Das satte Leben der langen Prosa
Romandramatisierungen boomen: Eine ganze Welt literarischer Stoffe kann so für das Theater neu entdeckt werden
Wien – Auch die Kunst ist nur ein Markt, das ist bekannt. Und auch dieser Markt verlangt nach immer Neuem, Originellerem, noch nie da Gewesenem. Romandramatisierungen haben da natürlich einen unschätzbaren Wert: Sie steigern die Summe der möglichen Stoffe um ein Vielfaches. Wie leicht wird es da plötzlich, etwas ganz Einzigartiges, gar die nächste Welturaufführung zu präsentieren.
Natürlich sorgt das auch oft genug für Unmut, besonders bei Puristen. Muss das sein, in einem Land, das Wiener Volkstheater und Säulenheilige der modernen Dramatik wie Schwab, Bernhard, Jelinek hervorgebracht hat? Ist das wirklich nötig, in einer Sprache, in der die Stücke der Weimarer Klassik verfasst wurden?
Man muss, das ist immer heilsam, differenzieren. Zum einen liegt das Problem auch ein wenig in der Gegenwartsdramatik. Sinnliche und dabei ungemein heutige Texte wie jene von Ferdinand Schmalz, Ewald Palmetshofer, Thomas Köck oder Sasha Marianna Salzmann stehen allzu oft diskurslastigen, postdramatischen Stoffen gegenüber, die den Spielern wenig Figurenarbeit abverlangt, sondern sie zu bloßen Sprechern erklärt. Lebenssatter und bunter sind da Romanstoffe.
Was aber steht dabei im Vordergrund: das Theater? Oder doch die Sensation, der praktische Nutzen? Es gibt gute Gründe, Romane (wie auch Filme, Hörspiele etc.) auf die Bühne zu bringen. Das Theater kann schließlich etwas, das noch die großartigste Literatur nicht zustande bringt (und das die Dramatik, siehe oben, oft viel zu sehr vernachlässigt): Auf der Bühne agieren echte Menschen aus Fleisch und Blut.
Durchgangsstadium Kunst
Wer das zu schätzen weiß, der kann den Stoffen etwas hinzufügen, sie auf eine ganz andere Art erfahrbar machen. Denn, um es mit Walter Benjamin zu sagen, die „Kunst ist nur Durchgangsstadium der großen Werke“. Ihr wohnt, wenn man so will, ein Kern inne, eine Botschaft. Wer es schafft, diesen Kern eines Stückes Literatur zu erkennen und ihn mit den Mitteln des Theaters zu überbringen, der hat die Kunst eigentlich nur in einen anderen Aggre- gatzustand überführt. Denn auf der Bühne kann man etwas zeigen, buchstäblich.

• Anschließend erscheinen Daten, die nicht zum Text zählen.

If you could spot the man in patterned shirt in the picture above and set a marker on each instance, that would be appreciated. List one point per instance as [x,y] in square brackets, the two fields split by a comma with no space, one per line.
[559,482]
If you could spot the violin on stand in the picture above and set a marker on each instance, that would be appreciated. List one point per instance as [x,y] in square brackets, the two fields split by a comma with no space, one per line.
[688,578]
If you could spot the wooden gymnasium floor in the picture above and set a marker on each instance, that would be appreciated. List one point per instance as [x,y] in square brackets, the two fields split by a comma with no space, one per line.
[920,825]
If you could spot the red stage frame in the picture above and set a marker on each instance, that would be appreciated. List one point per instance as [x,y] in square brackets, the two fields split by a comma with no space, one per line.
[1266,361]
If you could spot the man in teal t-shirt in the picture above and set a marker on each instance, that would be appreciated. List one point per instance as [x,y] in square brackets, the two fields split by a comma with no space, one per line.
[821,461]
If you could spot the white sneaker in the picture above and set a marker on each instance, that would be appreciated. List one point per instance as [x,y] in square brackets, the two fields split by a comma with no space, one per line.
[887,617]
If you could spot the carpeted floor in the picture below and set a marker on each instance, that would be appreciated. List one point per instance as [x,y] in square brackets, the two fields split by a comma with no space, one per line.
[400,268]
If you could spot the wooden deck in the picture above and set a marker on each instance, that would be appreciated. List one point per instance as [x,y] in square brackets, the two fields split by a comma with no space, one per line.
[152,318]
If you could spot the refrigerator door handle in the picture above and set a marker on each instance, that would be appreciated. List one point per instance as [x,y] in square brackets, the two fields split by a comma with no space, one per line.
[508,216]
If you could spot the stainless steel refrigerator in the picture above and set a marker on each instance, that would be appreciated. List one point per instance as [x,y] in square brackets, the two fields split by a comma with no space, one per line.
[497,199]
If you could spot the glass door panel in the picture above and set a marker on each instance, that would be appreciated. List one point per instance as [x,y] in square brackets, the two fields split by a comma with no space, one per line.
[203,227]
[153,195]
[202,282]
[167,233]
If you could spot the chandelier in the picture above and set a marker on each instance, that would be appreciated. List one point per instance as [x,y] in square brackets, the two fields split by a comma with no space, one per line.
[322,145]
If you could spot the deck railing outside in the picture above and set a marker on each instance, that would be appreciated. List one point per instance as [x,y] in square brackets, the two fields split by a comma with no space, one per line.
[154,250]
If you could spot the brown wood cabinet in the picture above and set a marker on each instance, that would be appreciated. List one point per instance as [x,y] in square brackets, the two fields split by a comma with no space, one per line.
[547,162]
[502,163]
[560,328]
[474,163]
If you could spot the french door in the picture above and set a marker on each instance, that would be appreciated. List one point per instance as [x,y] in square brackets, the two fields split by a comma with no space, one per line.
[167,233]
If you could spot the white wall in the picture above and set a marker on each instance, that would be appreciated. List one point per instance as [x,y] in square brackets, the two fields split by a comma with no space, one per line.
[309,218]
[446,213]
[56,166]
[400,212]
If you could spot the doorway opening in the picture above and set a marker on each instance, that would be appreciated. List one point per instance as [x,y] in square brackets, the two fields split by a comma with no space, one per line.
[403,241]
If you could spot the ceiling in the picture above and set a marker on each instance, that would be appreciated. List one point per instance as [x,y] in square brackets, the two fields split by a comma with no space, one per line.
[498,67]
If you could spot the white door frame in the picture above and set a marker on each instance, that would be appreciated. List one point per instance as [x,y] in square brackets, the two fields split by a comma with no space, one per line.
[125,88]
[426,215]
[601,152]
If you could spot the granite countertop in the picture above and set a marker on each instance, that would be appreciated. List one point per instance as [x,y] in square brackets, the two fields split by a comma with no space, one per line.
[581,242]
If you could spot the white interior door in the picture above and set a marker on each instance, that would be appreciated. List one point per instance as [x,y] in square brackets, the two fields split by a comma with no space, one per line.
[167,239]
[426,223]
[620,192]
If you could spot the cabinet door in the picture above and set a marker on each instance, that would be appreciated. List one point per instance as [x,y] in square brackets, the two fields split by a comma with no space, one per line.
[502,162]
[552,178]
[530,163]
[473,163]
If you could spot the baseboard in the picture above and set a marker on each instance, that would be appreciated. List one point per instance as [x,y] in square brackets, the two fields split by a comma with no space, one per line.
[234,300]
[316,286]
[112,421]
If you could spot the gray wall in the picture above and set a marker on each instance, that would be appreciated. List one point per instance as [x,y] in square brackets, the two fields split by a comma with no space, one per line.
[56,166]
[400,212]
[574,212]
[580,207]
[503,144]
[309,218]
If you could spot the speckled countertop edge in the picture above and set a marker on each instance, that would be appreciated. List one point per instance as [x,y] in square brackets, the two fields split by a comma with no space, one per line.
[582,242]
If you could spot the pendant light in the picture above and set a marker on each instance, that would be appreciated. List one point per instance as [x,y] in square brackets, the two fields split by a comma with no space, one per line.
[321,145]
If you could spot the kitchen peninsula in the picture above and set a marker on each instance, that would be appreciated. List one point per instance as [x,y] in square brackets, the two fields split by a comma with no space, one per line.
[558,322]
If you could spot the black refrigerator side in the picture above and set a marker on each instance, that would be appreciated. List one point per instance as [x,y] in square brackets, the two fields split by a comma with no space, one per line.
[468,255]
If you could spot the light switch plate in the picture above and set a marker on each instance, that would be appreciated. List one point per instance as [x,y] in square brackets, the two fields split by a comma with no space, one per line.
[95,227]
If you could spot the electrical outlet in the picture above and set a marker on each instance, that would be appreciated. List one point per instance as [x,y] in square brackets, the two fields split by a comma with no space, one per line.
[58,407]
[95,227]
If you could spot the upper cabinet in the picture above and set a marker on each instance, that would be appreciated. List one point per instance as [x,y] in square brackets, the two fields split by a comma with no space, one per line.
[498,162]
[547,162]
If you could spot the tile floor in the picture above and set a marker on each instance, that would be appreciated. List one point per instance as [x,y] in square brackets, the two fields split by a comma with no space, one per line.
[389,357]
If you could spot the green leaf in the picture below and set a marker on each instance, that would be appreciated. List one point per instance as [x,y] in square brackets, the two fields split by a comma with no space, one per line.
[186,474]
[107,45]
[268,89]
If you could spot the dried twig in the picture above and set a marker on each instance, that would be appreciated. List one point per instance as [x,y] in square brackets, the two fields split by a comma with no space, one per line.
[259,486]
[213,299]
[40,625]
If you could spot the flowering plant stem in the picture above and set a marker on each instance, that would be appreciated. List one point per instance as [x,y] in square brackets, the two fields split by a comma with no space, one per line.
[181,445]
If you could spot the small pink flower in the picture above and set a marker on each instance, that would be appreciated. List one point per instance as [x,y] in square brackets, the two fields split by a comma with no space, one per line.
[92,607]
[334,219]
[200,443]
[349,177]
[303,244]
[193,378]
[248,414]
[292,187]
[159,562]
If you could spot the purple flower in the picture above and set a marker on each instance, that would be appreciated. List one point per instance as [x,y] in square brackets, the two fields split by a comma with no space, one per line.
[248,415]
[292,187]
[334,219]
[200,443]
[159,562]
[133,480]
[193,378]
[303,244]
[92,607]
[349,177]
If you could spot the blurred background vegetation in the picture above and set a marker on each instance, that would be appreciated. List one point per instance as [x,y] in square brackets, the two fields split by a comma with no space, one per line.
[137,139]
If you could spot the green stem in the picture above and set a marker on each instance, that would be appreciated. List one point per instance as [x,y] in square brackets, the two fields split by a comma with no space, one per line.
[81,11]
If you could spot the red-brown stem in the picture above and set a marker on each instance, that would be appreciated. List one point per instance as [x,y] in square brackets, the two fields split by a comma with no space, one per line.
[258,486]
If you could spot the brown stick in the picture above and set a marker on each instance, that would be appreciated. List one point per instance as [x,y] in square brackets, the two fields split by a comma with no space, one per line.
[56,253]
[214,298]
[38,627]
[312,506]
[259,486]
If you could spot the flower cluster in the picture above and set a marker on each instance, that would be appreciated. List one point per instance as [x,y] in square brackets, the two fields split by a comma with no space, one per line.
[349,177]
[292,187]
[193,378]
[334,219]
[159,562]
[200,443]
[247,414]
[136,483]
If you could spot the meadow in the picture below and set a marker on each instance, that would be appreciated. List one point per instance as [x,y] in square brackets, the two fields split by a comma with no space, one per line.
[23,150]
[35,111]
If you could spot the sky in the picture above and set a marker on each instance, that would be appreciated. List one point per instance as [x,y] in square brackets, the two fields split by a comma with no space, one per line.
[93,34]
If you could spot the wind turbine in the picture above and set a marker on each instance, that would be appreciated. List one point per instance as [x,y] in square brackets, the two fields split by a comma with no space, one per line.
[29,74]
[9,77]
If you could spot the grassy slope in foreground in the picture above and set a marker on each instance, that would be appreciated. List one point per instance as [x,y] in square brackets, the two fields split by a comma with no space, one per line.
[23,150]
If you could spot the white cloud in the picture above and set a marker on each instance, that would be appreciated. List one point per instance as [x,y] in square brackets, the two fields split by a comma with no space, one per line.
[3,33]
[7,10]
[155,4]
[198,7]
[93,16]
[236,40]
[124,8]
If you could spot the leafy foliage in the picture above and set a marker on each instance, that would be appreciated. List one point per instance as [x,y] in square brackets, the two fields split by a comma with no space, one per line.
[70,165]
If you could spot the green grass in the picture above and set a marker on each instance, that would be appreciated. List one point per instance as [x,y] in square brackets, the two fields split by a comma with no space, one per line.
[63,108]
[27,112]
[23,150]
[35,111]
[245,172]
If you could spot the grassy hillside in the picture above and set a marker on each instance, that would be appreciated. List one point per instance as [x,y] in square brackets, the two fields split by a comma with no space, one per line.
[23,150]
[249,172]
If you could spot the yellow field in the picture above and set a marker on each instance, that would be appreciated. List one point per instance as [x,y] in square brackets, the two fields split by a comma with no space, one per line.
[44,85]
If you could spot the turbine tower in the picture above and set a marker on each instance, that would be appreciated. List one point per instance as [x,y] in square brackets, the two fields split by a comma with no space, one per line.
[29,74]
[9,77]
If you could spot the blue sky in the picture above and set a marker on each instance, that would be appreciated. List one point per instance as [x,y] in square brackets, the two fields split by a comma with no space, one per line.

Anna Bergmann will mit ihrer (gemeinsam mit Marcel Luxinger geschriebenen) Spielfassung der komplexen Persönlichkeit von Flauberts Madame Bovary Raum geben und verteilt sie auf fünf Emmas. Ein ähnlicher Zugriff, wie ihn Oliver Reese für seine Bühnenfassung von Thomas Bernhards Auslöschung (Josefstadt, 2016) gewählt hat: Vier Schauspieler teilten sich die Figur des FranzJosef Murau und machten so deren innere Widersprüche kenntlich. Oder Bernhards Alte Meister am Volkstheater: Durch die Dramatisierung von Dušan David Pařízek versteht man erst richtig, warum Bernhard sich diese Figuren erschrieben, warum Reger sich die- ses Alter Ego erschaffen musste – um ein Gegenüber zu haben, einen echten Menschen.
Es gibt Literaturadaptionen, die begnügen sich damit, die jeweilige Geschichte nachzuerzählen; sie sind im schlimmsten Falle nur dazu gut, dem Publikum das Lesen zu ersparen. Und dann gibt es jene, die machen ihre Vorlagen reicher, erhellen sie, füllen sie mit neuem Leben. Im besten Fall wird die Frage nach dem Stoff dann zu einer völlig belanglosen.